What is the wait time on a new hull? A year?


----------



## BadBob (Dec 16, 2010)

im slow
what exactly does this mean?


----------



## Copano/Aransas (Dec 18, 2011)

BadBob said:


> im slow
> what exactly does this mean?


It means he has all the certification necessary to start making EC Custom Boats.

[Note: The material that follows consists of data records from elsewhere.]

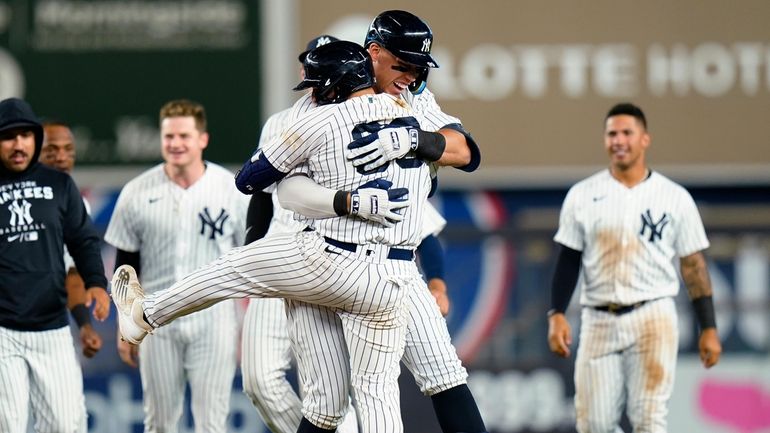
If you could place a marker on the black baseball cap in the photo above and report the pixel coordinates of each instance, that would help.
(315, 43)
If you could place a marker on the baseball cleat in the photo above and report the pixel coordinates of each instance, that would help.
(127, 294)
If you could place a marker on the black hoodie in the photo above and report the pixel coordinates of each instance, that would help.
(40, 211)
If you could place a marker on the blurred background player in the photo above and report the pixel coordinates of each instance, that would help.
(40, 211)
(623, 227)
(59, 152)
(168, 221)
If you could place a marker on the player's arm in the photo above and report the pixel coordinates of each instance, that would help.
(90, 340)
(258, 216)
(696, 278)
(563, 284)
(431, 256)
(84, 245)
(374, 201)
(128, 353)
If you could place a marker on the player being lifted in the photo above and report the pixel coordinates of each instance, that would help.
(361, 269)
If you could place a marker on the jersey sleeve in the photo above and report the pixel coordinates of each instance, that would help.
(121, 231)
(691, 236)
(570, 234)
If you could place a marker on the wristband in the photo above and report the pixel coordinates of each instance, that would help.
(81, 315)
(341, 203)
(430, 145)
(704, 312)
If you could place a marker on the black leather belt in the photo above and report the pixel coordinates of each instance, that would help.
(618, 309)
(393, 253)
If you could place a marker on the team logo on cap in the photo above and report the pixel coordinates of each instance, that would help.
(426, 45)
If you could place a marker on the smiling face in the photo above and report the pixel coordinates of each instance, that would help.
(393, 75)
(58, 148)
(17, 147)
(182, 143)
(626, 141)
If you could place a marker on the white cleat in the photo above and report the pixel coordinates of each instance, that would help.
(127, 294)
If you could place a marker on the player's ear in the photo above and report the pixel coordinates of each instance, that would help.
(646, 138)
(374, 52)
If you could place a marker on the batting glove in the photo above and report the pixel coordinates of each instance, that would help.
(390, 144)
(375, 201)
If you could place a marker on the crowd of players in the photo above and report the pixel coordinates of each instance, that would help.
(328, 259)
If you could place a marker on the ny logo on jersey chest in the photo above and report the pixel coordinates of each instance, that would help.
(655, 228)
(215, 226)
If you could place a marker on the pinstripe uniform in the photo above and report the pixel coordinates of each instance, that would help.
(265, 351)
(628, 238)
(365, 286)
(429, 354)
(176, 230)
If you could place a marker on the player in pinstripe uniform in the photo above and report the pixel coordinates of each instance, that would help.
(399, 43)
(168, 221)
(265, 351)
(58, 152)
(623, 227)
(360, 268)
(40, 212)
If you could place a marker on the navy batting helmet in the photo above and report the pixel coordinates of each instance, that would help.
(405, 35)
(336, 70)
(315, 43)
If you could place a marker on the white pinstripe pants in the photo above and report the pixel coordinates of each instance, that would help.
(40, 369)
(199, 349)
(628, 359)
(367, 291)
(429, 354)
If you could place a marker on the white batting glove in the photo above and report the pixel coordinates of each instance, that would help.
(379, 205)
(391, 143)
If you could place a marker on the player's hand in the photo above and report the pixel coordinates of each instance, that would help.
(437, 288)
(101, 300)
(389, 144)
(709, 346)
(374, 201)
(128, 352)
(559, 335)
(90, 340)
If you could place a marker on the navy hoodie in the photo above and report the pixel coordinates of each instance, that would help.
(40, 211)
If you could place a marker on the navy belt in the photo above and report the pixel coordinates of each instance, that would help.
(393, 253)
(618, 309)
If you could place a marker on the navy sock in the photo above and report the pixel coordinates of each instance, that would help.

Sent from my iPhone using Tapatalk


----------



## okmajek (May 29, 2012)

Good deal , I'm ready to see you back at it..


----------



## dbarham (Aug 13, 2005)

Cant wait to see whats next!


----------



## Right_Hook (Sep 12, 2015)

dbarham said:


> Cant wait to see whats next!


Are you buying one?


----------



## dbarham (Aug 13, 2005)

Right_Hook said:


> Are you buying one?


I wish


----------



## fido98 (Oct 18, 2011)

Congrats....This board's been missing your new boat threads!


----------



## Right_Hook (Sep 12, 2015)

I am going to see what he puts together, then go from there. Time for a new boat.


----------



## flipflop (Jul 31, 2016)

dbarham said:


> I wish


Need to mark up that price on those side of beans.


----------



## cc (Aug 11, 2005)

Congratulations!!!!!! Can't wait to see your art again !!


----------



## boltmaster (Aug 16, 2011)

this should be interesting to watch develope


----------



## DIHLON (Nov 15, 2009)

No sneak peeks?


----------



## fishinguy (Aug 5, 2004)

This is exciting, I always liked your build threads and test run videos.


----------



## BATWING (May 9, 2008)

Sweet! Cant wait to see whats next.


----------



## FOWLHOOK (Jul 8, 2009)

My boss said I had to wait 2 years for a new ride so I will be watching. I still wanted that wide body you quoted me.


----------



## extremebowfishing (Jun 27, 2016)

Nice, sure they will be the top of the food chain


Sent from my iPhone using Tapatalk


----------



## Castaway2 (Aug 8, 2013)

so does Shallow sport still own the old molds ?


----------



## ReelWork (May 21, 2004)

Another chapter begins!


----------



## jorgepease (Apr 14, 2011)

A boat builder that loves his trade


----------



## Long Pole (Jun 5, 2008)

Castaway2 said:


> so does Shallow sport still own the old molds ?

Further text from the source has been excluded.